Fair enough, my choice of words was very poor.

So when I see things like strategic allergies that no human on earth could possibly have, that's a pretty big tell. Familiarity with pain meds for someone without a chronic condition or history of acutely painful conditions necessitating them is another. The ER history is another. Urine drug screens that contradict patient history is another. Often times you can see track marks on them. Generally speaking I don't let addiction history steer my pain management. If I would give someone with no addiction history morphine or dilaudid, I'd give it to addicted people.

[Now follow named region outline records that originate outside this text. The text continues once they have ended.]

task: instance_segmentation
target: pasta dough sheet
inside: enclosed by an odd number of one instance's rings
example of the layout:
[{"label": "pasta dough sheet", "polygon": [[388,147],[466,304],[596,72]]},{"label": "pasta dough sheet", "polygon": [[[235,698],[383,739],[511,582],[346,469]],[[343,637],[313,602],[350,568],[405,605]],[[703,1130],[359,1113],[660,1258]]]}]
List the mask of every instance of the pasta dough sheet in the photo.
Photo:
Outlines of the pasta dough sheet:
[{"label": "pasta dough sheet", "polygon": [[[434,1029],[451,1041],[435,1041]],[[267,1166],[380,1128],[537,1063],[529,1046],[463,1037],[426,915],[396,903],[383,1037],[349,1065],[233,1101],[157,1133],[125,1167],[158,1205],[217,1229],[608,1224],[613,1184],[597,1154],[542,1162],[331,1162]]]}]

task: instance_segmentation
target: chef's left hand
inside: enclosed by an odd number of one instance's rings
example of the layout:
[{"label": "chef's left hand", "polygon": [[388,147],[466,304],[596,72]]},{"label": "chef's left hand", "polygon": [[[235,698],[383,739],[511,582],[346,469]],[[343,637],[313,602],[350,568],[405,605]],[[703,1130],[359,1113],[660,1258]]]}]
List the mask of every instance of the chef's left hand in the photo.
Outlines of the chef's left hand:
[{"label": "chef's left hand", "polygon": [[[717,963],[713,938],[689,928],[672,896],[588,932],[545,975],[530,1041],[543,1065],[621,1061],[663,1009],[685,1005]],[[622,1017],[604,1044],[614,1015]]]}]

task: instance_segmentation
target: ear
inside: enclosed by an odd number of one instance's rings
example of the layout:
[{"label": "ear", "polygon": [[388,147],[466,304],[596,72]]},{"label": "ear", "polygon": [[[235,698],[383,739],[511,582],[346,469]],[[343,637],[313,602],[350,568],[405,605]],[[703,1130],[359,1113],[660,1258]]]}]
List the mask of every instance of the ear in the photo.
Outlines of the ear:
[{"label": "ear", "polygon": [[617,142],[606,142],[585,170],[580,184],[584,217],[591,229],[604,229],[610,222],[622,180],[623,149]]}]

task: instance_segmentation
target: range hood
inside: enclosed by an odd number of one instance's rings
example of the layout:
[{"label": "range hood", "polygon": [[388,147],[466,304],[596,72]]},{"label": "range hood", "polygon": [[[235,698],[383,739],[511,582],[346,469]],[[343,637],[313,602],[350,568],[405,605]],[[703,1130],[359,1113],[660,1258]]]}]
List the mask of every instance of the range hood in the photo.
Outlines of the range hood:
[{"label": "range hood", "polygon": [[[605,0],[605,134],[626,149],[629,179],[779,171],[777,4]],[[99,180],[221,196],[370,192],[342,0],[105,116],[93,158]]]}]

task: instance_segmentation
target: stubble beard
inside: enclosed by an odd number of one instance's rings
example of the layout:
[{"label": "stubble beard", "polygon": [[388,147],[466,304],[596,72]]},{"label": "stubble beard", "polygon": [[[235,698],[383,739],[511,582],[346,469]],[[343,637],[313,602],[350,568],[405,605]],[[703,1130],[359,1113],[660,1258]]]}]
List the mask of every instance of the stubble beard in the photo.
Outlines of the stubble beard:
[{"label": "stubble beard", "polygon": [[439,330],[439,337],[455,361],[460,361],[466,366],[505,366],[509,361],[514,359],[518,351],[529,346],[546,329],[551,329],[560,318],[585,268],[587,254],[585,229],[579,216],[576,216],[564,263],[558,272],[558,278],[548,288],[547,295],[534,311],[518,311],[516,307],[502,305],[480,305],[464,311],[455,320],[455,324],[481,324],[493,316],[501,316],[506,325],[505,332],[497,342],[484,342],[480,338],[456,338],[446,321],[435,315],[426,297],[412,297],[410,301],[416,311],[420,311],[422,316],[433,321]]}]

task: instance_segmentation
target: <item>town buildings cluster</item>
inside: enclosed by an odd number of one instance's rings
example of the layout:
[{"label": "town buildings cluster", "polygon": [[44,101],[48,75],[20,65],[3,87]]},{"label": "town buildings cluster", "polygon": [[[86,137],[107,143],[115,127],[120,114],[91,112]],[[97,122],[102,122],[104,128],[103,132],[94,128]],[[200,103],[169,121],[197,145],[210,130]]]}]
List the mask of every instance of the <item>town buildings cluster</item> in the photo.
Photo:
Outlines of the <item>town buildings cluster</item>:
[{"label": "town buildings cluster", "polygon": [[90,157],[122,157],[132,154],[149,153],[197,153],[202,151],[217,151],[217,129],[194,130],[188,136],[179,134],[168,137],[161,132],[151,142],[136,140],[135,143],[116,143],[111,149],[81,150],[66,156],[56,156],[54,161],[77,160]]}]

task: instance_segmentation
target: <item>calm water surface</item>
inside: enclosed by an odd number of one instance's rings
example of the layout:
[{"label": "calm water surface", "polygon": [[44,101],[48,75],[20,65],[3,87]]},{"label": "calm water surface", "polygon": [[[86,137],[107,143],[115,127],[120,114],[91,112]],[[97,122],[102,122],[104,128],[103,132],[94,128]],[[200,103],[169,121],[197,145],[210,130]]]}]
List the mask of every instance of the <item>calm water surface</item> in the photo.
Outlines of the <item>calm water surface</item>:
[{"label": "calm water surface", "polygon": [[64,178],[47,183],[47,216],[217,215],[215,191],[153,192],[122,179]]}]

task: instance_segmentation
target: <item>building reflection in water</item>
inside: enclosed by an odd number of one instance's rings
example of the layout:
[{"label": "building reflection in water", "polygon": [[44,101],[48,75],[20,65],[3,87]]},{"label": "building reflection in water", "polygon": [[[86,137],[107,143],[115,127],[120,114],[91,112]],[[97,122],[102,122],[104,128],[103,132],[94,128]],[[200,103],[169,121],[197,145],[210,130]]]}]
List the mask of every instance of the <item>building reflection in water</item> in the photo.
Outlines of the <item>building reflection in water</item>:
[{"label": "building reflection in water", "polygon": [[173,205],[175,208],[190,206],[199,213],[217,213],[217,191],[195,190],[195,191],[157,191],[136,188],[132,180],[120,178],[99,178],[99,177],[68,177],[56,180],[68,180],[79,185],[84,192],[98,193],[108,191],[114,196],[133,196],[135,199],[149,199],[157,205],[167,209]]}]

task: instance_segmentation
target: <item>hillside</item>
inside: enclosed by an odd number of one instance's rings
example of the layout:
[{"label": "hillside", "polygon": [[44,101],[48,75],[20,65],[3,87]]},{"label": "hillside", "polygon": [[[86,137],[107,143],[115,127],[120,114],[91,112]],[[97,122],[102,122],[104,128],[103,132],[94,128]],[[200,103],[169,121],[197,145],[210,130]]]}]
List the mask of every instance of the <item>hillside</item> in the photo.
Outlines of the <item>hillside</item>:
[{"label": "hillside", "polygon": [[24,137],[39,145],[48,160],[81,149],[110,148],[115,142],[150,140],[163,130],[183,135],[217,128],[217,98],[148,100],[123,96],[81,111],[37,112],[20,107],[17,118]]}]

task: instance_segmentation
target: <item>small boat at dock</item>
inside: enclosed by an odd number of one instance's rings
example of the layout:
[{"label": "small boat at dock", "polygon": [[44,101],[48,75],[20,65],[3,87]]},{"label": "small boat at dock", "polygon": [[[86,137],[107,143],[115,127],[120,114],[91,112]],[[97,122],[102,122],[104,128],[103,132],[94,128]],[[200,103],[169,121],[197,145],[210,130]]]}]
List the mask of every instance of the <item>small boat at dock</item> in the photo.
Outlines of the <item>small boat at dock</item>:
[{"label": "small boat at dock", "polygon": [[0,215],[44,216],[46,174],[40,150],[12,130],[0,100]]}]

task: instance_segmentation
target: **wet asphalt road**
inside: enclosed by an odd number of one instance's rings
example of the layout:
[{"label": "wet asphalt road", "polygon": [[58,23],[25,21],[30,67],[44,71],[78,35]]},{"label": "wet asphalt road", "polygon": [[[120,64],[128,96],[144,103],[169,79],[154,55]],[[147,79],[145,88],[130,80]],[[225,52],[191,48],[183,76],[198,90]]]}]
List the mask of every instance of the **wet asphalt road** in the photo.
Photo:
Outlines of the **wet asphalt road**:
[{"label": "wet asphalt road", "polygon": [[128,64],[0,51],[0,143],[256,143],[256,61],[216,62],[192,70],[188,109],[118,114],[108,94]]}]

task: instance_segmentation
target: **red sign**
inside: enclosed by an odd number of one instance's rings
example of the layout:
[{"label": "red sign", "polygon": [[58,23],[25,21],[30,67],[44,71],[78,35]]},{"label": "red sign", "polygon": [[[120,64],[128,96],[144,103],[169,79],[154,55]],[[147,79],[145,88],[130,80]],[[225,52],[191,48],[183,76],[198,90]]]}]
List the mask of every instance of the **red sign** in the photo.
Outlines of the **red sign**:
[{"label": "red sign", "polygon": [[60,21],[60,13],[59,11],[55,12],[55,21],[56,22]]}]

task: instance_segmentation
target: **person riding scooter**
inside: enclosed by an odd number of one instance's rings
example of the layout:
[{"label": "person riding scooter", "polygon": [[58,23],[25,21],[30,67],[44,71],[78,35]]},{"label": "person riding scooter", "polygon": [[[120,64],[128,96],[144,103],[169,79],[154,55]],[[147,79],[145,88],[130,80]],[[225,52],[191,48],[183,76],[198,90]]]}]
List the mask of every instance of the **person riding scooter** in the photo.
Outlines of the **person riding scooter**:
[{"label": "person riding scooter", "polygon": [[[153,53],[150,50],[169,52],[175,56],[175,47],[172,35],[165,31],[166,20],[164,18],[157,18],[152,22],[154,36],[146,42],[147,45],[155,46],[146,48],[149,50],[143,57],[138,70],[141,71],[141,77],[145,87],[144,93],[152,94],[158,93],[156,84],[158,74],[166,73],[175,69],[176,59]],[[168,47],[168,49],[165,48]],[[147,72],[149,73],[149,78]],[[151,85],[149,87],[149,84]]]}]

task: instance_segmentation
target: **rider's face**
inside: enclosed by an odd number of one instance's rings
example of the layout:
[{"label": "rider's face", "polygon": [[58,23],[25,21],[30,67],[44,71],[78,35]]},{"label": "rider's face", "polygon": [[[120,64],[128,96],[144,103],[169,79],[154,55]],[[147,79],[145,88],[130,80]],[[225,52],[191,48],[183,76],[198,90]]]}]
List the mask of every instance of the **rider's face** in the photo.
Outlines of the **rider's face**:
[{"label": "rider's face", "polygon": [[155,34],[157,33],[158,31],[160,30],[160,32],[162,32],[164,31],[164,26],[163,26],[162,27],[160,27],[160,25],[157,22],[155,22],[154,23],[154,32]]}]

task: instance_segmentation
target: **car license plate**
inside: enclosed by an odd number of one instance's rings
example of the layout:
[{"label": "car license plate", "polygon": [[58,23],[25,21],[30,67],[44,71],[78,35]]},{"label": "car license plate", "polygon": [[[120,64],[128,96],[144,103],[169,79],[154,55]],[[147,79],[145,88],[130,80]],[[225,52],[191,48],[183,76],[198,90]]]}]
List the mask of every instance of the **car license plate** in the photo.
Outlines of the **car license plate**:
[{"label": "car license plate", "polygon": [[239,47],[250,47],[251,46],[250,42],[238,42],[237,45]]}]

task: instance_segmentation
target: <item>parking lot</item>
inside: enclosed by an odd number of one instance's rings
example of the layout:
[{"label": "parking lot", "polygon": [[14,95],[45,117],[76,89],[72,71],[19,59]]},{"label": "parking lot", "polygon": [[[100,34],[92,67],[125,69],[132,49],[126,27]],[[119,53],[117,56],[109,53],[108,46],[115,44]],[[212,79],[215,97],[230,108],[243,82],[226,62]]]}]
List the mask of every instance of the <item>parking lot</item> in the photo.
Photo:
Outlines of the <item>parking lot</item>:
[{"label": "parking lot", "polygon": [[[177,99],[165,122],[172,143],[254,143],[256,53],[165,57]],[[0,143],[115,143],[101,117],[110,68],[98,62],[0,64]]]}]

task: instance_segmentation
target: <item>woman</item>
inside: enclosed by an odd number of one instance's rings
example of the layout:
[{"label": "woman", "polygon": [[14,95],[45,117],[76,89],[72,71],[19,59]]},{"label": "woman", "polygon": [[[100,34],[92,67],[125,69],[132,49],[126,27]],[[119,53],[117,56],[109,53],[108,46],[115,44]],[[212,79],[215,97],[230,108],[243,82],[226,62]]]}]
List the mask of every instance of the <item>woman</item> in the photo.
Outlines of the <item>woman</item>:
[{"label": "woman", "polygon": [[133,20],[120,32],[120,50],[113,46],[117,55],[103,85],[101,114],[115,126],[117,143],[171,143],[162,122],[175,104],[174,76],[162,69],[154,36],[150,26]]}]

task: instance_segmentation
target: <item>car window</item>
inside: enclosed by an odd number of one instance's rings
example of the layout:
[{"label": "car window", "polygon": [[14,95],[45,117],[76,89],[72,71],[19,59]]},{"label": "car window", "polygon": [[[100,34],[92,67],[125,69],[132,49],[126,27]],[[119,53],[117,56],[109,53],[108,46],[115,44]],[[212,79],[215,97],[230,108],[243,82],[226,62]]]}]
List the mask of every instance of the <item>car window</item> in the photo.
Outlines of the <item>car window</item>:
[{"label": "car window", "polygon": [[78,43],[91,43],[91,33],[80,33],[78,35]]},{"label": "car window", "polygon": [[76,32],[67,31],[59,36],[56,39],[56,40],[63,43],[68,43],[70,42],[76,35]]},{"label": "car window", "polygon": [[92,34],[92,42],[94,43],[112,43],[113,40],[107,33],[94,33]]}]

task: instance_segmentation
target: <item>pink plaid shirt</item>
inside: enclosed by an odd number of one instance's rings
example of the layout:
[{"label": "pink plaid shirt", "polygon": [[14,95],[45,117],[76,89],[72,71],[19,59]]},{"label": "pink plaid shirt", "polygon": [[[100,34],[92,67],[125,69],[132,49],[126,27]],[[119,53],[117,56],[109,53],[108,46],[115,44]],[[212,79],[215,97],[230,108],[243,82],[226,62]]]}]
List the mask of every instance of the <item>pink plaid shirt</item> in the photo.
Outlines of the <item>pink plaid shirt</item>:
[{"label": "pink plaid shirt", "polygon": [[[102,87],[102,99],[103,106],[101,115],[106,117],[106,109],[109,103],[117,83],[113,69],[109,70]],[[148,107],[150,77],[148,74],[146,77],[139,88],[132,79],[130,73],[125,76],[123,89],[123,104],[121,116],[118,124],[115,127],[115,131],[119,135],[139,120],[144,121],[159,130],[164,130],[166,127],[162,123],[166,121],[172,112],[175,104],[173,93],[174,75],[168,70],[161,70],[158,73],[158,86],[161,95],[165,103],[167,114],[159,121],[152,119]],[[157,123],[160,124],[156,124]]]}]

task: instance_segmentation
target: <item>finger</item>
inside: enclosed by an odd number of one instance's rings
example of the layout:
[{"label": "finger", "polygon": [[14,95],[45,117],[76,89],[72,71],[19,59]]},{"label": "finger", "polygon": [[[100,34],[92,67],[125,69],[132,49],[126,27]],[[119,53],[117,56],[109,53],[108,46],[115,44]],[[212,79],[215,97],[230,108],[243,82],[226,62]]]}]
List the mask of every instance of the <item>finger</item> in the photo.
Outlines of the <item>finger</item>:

The problem is always the inverse. People angry that I won't give them dilaudid for things I would give no one dilaudid for. I'm not going to claim that addiction is a moral failing but some of the behaviors it manifests makes my job a lot harder and more dangerous. Take for instance the people claiming to be vomiting blood. Sure I know that they've had 6 negative endoscopies, capsule studies etc in the past 6 months. But do I want to risk their life on it and not do yet another thorough workup? Those workups have risks on their own terms, what if endoscopy number 7 causes an esophageal perforation and they die?

Sounds like a desperate need for some tort reforms so that you can deny an addict another useless medical test which wastes everyone's time and money.

gently caress addicts for bankrupting our public healthcare systems with bullshit medical testing and reported symptoms.